El punto de marcha también importa: el través (viento perpendicular) y el largo (viento entre través y popa) son los ángulos más eficientes para planear. En ceñida cerrada es mucho más difícil alcanzar el planeo.
Posición del cuerpo en el planeo
Cuando la tabla empieza a acelerar hacia el planeo, la posición del cuerpo cambia respecto a la navegación en desplazamiento. El peso se desplaza ligeramente hacia atrás (hacia la popa) para evitar que el morro de la tabla se hunda. Las rodillas se doblan más y el cuerpo se baja, reduciendo el centro de gravedad para mayor estabilidad a velocidades altas.
El brazo trasero se extiende más (o se engancha al trapecio) porque el aparejo tira con más fuerza al aumentar la velocidad aparente del viento. Aguantar ese tirón con el brazo sin trapecio es muy agotador y casi imposible por encima de cierta velocidad.
Trapecio y footstraps
En cuanto la tabla entra en planeo, el trapecio y los footstraps se vuelven herramientas esenciales. El trapecio (cinturón o chaleco con gancho) permite transferir el tirón del aparejo al cuerpo entero en lugar de aguantarlo solo con los brazos. Los footstraps (correas en la tabla) anclan los pies y permiten ejercer presión sobre la tabla para mantener el control a alta velocidad.

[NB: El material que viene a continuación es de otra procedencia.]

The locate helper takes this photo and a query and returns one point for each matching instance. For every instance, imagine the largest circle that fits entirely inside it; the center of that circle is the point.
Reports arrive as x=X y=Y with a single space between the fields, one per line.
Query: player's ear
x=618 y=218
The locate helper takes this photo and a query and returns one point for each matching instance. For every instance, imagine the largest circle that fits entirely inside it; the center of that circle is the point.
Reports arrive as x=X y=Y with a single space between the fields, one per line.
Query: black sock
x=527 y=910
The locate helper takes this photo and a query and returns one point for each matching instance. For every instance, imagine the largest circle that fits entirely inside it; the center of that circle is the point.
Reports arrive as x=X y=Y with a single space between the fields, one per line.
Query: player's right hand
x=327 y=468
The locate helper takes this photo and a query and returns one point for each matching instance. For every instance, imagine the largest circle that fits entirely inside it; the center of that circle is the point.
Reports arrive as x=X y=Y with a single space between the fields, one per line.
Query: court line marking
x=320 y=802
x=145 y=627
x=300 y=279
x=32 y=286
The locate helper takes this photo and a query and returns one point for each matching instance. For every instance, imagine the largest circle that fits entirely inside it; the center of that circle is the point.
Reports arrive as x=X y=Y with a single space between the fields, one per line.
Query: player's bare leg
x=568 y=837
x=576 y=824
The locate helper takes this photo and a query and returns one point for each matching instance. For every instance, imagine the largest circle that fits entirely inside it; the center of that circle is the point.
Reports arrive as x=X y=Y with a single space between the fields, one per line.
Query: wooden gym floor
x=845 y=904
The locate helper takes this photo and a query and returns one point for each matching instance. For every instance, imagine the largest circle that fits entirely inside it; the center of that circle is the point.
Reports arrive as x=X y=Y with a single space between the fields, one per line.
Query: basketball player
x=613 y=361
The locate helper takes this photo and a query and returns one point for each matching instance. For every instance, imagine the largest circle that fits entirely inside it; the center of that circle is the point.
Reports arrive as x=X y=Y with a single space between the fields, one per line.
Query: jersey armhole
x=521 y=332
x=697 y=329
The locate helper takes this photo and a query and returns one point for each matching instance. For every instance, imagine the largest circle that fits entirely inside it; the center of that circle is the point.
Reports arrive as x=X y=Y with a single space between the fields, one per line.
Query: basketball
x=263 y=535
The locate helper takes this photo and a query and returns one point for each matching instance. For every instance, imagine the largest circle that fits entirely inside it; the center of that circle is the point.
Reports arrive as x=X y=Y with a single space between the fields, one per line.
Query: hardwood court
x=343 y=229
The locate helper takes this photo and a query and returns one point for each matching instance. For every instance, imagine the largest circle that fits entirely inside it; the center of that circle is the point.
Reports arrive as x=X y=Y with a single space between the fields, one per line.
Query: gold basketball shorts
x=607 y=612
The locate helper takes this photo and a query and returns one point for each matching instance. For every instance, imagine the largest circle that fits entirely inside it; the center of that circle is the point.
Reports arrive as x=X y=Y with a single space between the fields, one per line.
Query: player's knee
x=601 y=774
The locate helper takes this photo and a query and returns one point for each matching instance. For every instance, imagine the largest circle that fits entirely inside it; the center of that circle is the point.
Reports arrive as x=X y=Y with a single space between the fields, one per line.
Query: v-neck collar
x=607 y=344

La progresión habitual es: primero aprender a planear sin footstraps (para desarrollar la postura), y luego meter los pies en los footstraps traseros para ganar control y velocidad.
Cómo provocar el planeo activamente
Si el viento es suficiente pero la tabla no entra en planeo de forma natural, puedes provocarlo activamente: caza la vela de forma decidida con la mano trasera, lanza el cuerpo hacia atrás (como si quisieras sentarte en el agua) y con el pie trasero presiona la cola de la tabla hacia abajo. Este gesto activa la forma hidrodinámica del casco y puede dar el último empujón que la tabla necesita para saltar al planeo.